Quem, então, conseguiu ocidentalizar o Irã? Quem esvaziou as mesquitas, fazendo com que as massas iranianas se definissem como não religiosas (nem mesmo como muçulmanos seculares!), Os jovens a preferir a música ocidental, as mulheres a remover seu hijab e se vestir menos modestamente? Que forças alcançaram o que o xá não conseguiu fazer – enfraquecer o status do clero, que agora se abstém de aparecer em público usando um manto e o turbante tradicional, por medo de ser atacado nas ruas? Quem é responsável pelos enormes engarrafamentos antes da tumba de Ciro em Ciro, o Grande Dia (o dia em que Ciro entrou na Babilônia), atolamentos tão esmagadores que nos últimos três anos as estradas que levam à tumba foram fechadas?

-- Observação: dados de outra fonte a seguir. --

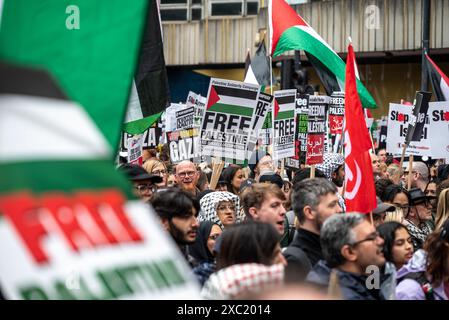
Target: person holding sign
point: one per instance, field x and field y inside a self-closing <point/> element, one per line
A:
<point x="178" y="211"/>
<point x="221" y="207"/>
<point x="187" y="176"/>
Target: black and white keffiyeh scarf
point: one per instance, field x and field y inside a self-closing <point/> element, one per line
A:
<point x="209" y="205"/>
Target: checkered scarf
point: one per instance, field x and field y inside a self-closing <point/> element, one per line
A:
<point x="209" y="205"/>
<point x="230" y="282"/>
<point x="331" y="162"/>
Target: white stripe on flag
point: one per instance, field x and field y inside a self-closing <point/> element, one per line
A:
<point x="36" y="128"/>
<point x="250" y="77"/>
<point x="444" y="89"/>
<point x="134" y="111"/>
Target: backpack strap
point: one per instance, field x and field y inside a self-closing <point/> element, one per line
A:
<point x="421" y="278"/>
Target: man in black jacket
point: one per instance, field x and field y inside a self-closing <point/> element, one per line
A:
<point x="313" y="201"/>
<point x="352" y="249"/>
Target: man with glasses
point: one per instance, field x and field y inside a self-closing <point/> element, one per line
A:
<point x="352" y="249"/>
<point x="418" y="217"/>
<point x="144" y="184"/>
<point x="187" y="177"/>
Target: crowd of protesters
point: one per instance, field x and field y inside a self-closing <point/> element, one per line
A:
<point x="263" y="228"/>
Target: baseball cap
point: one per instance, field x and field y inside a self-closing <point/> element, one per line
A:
<point x="135" y="172"/>
<point x="272" y="177"/>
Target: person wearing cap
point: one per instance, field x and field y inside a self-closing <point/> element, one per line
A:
<point x="426" y="275"/>
<point x="380" y="212"/>
<point x="144" y="184"/>
<point x="417" y="217"/>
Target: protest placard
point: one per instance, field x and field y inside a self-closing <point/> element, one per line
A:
<point x="227" y="120"/>
<point x="316" y="129"/>
<point x="135" y="150"/>
<point x="284" y="124"/>
<point x="184" y="145"/>
<point x="434" y="138"/>
<point x="264" y="104"/>
<point x="199" y="104"/>
<point x="184" y="118"/>
<point x="150" y="138"/>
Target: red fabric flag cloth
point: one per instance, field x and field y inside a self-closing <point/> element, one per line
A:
<point x="360" y="194"/>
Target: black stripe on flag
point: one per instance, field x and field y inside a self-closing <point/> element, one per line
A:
<point x="236" y="93"/>
<point x="31" y="82"/>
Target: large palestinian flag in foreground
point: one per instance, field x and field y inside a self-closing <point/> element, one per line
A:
<point x="288" y="31"/>
<point x="69" y="225"/>
<point x="440" y="82"/>
<point x="94" y="64"/>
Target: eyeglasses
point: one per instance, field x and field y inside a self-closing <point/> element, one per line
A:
<point x="372" y="237"/>
<point x="214" y="236"/>
<point x="145" y="187"/>
<point x="223" y="207"/>
<point x="185" y="174"/>
<point x="159" y="172"/>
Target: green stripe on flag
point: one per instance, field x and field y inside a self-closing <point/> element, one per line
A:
<point x="94" y="64"/>
<point x="232" y="109"/>
<point x="139" y="126"/>
<point x="61" y="176"/>
<point x="285" y="115"/>
<point x="295" y="38"/>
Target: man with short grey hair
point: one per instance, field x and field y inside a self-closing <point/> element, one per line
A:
<point x="352" y="246"/>
<point x="420" y="175"/>
<point x="313" y="201"/>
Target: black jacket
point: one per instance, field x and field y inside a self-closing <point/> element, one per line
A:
<point x="352" y="286"/>
<point x="309" y="243"/>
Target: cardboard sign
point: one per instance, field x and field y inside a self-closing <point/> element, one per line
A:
<point x="336" y="112"/>
<point x="263" y="106"/>
<point x="184" y="118"/>
<point x="184" y="145"/>
<point x="199" y="104"/>
<point x="434" y="138"/>
<point x="316" y="129"/>
<point x="150" y="138"/>
<point x="284" y="124"/>
<point x="228" y="118"/>
<point x="88" y="245"/>
<point x="135" y="150"/>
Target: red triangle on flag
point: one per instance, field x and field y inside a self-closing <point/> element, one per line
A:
<point x="276" y="108"/>
<point x="213" y="97"/>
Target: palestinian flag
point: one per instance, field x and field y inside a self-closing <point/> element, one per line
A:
<point x="257" y="69"/>
<point x="440" y="82"/>
<point x="232" y="99"/>
<point x="288" y="31"/>
<point x="94" y="64"/>
<point x="150" y="91"/>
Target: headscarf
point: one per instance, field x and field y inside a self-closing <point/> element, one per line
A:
<point x="199" y="249"/>
<point x="230" y="282"/>
<point x="209" y="204"/>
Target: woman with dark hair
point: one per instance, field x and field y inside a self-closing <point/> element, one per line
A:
<point x="249" y="242"/>
<point x="203" y="250"/>
<point x="426" y="275"/>
<point x="398" y="196"/>
<point x="249" y="259"/>
<point x="398" y="246"/>
<point x="233" y="175"/>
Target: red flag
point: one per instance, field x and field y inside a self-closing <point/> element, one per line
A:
<point x="360" y="194"/>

O culpado de tudo isso é, obviamente, a República Islâmica. A identidade iraniana é dividida entre a escola iraniana e a escola islâmica. O primeiro olha para o Ocidente, já que os iranianos são um povo indo-europeu e não um povo semita. Como conseqüência dessa identidade dividida, sempre que o regime puxa em uma direção, as pessoas puxam na outra. Na década de 1940, o intelectual Ahmad Kasravi disse que o Irã deveria colocar seu regime nas mãos do clero para quebrar o feitiço do Islã. Kasravi foi assassinado em 1944, antes de ver sua profecia cumprida à risca: a República Islâmica realizou o sonho do xá.

Note-se, no entanto, que o quadro pintado acima – do Irã de hoje comparado ao mesmo país antes da revolução – é uma generalização grosseira. O Irã é um país de diferentes tonalidades e contrastes e, a cada momento, houve quem apoiou o regime e sua missão declarada.